Add Two Numbers II

Add Two Numbers II

You are given two non-empty linked lists representing two non-negative integers. The most significant digit comes first and each of their nodes contain a single digit. Add the two numbers and return it as a linked list.

You may assume the two numbers do not contain any leading zero, except the number 0 itself.

Follow up:
What if you cannot modify the input lists?

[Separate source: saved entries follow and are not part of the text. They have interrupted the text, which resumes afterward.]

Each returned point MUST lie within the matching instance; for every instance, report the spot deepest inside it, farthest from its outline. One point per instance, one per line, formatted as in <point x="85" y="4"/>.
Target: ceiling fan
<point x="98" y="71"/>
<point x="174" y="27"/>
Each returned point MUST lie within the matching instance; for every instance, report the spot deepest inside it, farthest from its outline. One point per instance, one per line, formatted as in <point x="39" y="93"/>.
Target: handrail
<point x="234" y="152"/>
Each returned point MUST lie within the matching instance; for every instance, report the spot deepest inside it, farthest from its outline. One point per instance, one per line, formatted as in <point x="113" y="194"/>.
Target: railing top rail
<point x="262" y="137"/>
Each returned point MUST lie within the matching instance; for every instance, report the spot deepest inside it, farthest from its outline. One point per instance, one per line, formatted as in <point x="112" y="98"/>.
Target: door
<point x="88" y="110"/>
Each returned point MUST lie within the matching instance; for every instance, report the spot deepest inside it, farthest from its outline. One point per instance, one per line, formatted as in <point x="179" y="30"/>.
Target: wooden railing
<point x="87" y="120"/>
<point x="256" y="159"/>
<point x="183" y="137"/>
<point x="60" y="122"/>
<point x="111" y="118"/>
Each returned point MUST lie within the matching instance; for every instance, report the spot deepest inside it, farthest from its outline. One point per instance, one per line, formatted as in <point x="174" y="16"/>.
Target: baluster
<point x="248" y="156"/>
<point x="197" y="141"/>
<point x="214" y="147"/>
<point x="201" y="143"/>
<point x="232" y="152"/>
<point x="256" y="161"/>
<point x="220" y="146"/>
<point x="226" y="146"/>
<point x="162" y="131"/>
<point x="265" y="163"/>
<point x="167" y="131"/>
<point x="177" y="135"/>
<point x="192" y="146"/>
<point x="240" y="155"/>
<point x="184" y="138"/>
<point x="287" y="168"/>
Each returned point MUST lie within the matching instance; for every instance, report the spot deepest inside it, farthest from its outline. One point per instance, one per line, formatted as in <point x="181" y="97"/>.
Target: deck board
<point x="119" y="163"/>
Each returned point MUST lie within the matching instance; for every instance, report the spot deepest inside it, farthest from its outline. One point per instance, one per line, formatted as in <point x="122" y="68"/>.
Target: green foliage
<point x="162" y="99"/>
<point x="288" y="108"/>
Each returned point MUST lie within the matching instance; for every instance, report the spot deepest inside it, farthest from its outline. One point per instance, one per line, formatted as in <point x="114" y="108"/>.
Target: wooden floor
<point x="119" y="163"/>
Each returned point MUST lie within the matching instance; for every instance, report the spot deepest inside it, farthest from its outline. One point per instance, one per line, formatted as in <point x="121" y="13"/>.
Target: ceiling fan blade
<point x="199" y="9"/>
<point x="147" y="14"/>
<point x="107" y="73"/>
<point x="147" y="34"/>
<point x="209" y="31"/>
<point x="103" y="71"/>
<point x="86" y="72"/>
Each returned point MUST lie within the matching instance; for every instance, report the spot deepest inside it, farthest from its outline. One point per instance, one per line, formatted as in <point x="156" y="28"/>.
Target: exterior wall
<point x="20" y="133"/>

In other words, reversing the lists is not allowed.

Example:

Input: (7 -> 2 -> 4 -> 3) + (5 -> 6 -> 4)
Output: 7 -> 8 -> 0 -> 7

解析： 开始以为数据在int范围内后来意识到时不限位数只能像字符串相加一样计算

代码：

/**
 * Definition for singly-linked list.
 * struct ListNode {
 *     int val;
 *     ListNode *next;
 *     ListNode(int x) : val(x), next(NULL) {}
 * };
 */
class Solution {
public:
    ListNode* addTwoNumbers(ListNode* l1, ListNode* l2) {
        vector<int>num1;
        vector<int>num2;
        if (l1==NULL||l2==NULL) return NULL;
        while(l1)
        {
           num1.push_back(l1->val);
           l1=l1->next;
        }
        while(l2)
        {
            num2.push_back(l2->val);
            l2=l2->next;
        }
       
        int bit=0;
        int p1=num1.size();
        int p2=num2.size();
         vector<int>ans;
        // int curbit=ans.size()-1;
        while(p1&&p2)
        {
            int bitsum=num1[p1-1]+num2[p2-1];
            bitsum+=bit;
            ans.push_back(bitsum%10);
            bit=bitsum/10;
            p1--;
            p2--;
            
        }
        
        while(p1)
        {
            int bitsum=num1[p1-1]+bit;
            ans.push_back(bitsum%10);
            bit=bitsum/10;
            p1--;
        }
          while(p2)
        {
            int bitsum=num2[p2-1]+bit;
            ans.push_back(bitsum%10);
            bit=bitsum/10;
            p2--;
        }
        if (bit)
        {
            ans.push_back(bit);
        }
        
        ListNode * pnode;
        if (!ans.empty())
        pnode=new ListNode(ans[ans.size()-1]);
 
      
        ListNode * anshead=pnode;
        for (int i=ans.size()-2; i>=0; i--)
        {
            pnode->next=new ListNode(ans[i]);
            pnode=pnode->next;
        }
        pnode->next=NULL;
        
        return anshead;
        
        
        
        
    }
};